Effectiveness of individual NPIs

Our model enabled us to estimate the individual effectiveness of each NPI, expressed as a percentage reduction in Rt. We quantified uncertainty with Bayesian prediction intervals, which are wider than standard credible intervals. Bayesian prediction intervals reflect differences in NPI effectiveness across countries among several other sources of uncertainty. They are analogous to the standard deviation of the effectiveness across countries rather than the standard error of the mean effectiveness. Under the default model settings, the percentage reduction in Rt (with 95% prediction interval; Fig. 2) associated with each NPI was as follows: limiting gatherings to 1000 people or less: 23% (0 to 40%); limiting gatherings to 100 people or less: 34% (12 to 52%); limiting gatherings to 10 people or less: 42% (17 to 60%); closing some high-risk face-to-face businesses: 18% (−8 to 40%); closing most nonessential face-to-face businesses: 27% (−3 to 49%); closing both schools and universities in conjunction: 38% (16 to 54%); and issuing stay-at-home orders (additional effect on top of all other NPIs): 13% (−5 to 31%). Note that we were not able to robustly disentangle the individual effects of closing only schools or only universities, because these NPIs were implemented on the same day or in close succession in most countries [except Iceland and Sweden, where only universities were closed (see also fig. S21)]. We thus reported “schools and universities closed” as one NPI.

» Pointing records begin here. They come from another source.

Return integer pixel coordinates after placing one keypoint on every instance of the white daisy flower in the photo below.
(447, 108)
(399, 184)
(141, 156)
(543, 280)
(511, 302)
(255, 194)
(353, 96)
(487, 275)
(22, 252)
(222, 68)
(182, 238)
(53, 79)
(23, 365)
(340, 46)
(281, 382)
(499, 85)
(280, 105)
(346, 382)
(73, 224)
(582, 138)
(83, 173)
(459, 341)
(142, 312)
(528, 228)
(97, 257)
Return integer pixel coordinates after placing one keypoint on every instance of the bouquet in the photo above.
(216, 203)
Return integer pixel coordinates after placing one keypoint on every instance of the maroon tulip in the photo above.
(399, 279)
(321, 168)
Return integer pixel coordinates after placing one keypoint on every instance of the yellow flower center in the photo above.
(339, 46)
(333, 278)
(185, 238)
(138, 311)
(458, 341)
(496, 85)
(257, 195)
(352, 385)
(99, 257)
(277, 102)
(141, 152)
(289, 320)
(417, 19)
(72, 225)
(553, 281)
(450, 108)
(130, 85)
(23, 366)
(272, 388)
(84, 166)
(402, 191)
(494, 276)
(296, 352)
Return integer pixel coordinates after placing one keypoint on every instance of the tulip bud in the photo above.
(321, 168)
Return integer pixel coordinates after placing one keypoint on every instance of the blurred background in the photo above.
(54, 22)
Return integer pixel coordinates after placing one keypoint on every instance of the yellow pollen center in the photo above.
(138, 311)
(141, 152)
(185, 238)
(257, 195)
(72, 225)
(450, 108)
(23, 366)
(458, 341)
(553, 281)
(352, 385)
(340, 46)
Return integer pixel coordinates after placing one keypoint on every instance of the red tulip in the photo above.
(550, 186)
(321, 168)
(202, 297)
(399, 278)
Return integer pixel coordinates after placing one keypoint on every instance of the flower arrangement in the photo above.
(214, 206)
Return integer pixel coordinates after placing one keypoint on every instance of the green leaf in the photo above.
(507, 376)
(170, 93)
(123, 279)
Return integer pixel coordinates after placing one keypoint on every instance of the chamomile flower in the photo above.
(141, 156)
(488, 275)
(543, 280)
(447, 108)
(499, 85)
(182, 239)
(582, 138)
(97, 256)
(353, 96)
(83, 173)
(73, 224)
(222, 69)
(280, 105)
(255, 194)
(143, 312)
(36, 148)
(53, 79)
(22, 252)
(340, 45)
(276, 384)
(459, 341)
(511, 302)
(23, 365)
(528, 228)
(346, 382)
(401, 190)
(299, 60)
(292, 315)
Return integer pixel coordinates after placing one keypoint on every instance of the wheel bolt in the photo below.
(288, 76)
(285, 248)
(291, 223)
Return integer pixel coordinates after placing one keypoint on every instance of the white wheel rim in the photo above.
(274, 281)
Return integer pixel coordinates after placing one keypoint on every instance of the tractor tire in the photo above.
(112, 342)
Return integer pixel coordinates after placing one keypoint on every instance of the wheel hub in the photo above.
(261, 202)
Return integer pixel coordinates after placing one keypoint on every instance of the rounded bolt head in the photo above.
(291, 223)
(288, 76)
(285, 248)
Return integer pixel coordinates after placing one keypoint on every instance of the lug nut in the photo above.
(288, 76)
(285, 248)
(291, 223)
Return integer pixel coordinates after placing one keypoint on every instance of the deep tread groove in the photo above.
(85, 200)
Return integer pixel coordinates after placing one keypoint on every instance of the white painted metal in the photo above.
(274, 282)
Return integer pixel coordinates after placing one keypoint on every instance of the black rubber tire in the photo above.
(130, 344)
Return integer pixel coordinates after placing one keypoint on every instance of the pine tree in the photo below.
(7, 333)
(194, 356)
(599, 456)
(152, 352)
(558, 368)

Fig. 2 NPI effectiveness under default model settings.

Posterior percentage reductions in Rt with median, 50%, and 95% prediction intervals shown. Prediction intervals reflect many sources of uncertainty, including NPI effectiveness varying by country and uncertainty in epidemiological parameters. A negative 1% reduction refers to a 1% increase in Rt. “Schools and universities closed” shows the joint effect of closing both schools and universities; the individual effect of closing just one will be smaller (see text). Cumulative effects are shown for hierarchical NPIs (gathering bans and business closures), that is, the result for “Most nonessential businesses closed” shows the cumulative effect of two NPIs with separate parameters and icons—closing some (high-risk) businesses, and additionally closing most remaining (non-high-risk but nonessential) businesses given that some businesses are already closed.

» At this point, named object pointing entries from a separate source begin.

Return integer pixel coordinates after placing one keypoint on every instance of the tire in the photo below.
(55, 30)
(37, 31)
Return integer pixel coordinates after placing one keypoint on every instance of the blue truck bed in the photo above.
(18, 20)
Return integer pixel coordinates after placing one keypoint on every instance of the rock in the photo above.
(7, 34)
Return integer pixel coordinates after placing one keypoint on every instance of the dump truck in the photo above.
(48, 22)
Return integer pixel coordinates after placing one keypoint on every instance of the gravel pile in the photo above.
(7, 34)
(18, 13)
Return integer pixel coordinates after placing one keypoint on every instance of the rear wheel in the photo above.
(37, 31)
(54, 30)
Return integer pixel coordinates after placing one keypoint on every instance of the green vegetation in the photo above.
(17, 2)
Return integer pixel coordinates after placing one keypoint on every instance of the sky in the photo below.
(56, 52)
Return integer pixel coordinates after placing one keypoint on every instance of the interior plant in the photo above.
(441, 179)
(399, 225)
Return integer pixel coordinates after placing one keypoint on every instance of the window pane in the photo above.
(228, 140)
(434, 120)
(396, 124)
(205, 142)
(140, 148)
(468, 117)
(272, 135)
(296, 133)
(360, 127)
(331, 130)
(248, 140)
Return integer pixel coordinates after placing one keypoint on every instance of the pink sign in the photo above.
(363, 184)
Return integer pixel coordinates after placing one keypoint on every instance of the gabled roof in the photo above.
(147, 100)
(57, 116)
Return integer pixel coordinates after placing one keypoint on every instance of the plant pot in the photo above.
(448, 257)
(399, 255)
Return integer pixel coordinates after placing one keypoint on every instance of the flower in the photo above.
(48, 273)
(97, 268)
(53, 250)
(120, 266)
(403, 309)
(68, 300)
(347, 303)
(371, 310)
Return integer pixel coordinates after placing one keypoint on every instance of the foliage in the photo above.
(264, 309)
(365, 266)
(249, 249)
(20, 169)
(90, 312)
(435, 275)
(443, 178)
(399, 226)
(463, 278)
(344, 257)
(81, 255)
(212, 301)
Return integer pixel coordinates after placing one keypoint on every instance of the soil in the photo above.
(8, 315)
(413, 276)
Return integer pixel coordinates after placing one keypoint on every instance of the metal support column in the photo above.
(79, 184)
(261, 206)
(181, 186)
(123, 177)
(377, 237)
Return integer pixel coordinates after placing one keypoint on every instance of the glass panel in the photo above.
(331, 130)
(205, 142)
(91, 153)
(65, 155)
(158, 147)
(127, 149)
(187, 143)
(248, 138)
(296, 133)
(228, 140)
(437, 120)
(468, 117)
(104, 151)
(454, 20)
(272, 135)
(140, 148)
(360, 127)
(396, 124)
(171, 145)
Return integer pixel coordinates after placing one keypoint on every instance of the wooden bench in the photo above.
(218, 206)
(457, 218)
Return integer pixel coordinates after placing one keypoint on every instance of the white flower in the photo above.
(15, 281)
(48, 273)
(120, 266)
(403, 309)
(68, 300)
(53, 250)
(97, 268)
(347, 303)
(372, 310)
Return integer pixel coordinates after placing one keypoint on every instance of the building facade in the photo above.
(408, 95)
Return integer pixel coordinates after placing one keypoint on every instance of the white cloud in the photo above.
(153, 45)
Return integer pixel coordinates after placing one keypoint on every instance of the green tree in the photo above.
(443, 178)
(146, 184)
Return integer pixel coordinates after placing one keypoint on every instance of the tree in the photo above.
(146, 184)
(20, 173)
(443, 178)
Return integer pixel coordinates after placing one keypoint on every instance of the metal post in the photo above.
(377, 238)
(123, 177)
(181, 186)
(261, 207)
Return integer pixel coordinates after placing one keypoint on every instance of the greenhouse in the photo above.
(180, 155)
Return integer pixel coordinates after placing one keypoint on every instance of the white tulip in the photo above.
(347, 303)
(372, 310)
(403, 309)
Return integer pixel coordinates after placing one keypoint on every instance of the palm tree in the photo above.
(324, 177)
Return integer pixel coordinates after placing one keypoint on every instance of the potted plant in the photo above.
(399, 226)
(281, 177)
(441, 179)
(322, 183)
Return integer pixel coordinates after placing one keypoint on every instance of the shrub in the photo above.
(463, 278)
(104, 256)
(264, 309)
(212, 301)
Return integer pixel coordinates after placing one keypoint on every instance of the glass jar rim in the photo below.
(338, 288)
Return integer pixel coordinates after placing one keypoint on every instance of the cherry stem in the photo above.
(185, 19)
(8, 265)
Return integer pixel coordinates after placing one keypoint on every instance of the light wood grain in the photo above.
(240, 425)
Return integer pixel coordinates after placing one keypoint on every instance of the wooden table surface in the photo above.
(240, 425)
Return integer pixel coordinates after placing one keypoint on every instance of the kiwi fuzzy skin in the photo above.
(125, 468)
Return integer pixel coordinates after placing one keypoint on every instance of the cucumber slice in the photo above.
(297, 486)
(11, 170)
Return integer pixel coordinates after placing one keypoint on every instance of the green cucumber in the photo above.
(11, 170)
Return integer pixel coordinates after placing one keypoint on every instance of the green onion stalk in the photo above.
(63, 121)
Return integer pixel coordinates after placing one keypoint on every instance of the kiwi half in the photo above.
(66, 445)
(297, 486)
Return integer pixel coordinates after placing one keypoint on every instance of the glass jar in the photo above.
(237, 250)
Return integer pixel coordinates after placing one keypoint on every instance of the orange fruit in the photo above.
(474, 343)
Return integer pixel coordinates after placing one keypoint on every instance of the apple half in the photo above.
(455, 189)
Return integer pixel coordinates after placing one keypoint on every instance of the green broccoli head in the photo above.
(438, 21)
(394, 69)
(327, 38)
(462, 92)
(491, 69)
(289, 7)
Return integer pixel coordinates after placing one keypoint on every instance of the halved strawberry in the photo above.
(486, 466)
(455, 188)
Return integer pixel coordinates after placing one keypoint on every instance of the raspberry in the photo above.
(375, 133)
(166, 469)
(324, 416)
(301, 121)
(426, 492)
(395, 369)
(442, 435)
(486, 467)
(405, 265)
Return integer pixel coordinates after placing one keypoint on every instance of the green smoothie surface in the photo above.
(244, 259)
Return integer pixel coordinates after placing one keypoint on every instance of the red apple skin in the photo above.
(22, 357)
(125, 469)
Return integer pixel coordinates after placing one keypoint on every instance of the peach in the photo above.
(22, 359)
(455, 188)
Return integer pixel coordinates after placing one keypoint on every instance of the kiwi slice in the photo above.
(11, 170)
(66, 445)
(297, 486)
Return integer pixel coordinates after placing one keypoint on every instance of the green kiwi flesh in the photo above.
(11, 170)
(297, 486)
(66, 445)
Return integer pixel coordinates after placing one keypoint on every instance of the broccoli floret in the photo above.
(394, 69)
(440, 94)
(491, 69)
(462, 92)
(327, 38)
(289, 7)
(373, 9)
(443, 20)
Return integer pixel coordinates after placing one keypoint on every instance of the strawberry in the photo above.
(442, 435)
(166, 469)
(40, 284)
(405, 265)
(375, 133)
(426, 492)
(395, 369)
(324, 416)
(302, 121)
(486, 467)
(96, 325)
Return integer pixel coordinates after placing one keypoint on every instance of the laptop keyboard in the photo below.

Some NPIs frequently co-occurred, i.e., were partly collinear. However, we were able to isolate the effects of individual NPIs, because the collinearity was imperfect and our dataset large. For every pair of NPIs, we observed one without the other for 504 days across all countries (country-days) on average (table S5). The minimum number of country-days for any NPI pair is 148 (for limiting gatherings to 1000 or 100 attendees). Additionally, under excessive collinearity, and insufficient data to overcome it, individual effectiveness estimates would be highly sensitive to variations in the data and model parameters (15). Indeed, high sensitivity prevented Flaxman et al. (1), who had a smaller dataset, from disentangling NPI effects (9). In contrast, our effectiveness estimates are substantially less sensitive (see below). Finally, the posterior correlations between the effectiveness estimates are weak, further suggesting manageable collinearity (fig. S22).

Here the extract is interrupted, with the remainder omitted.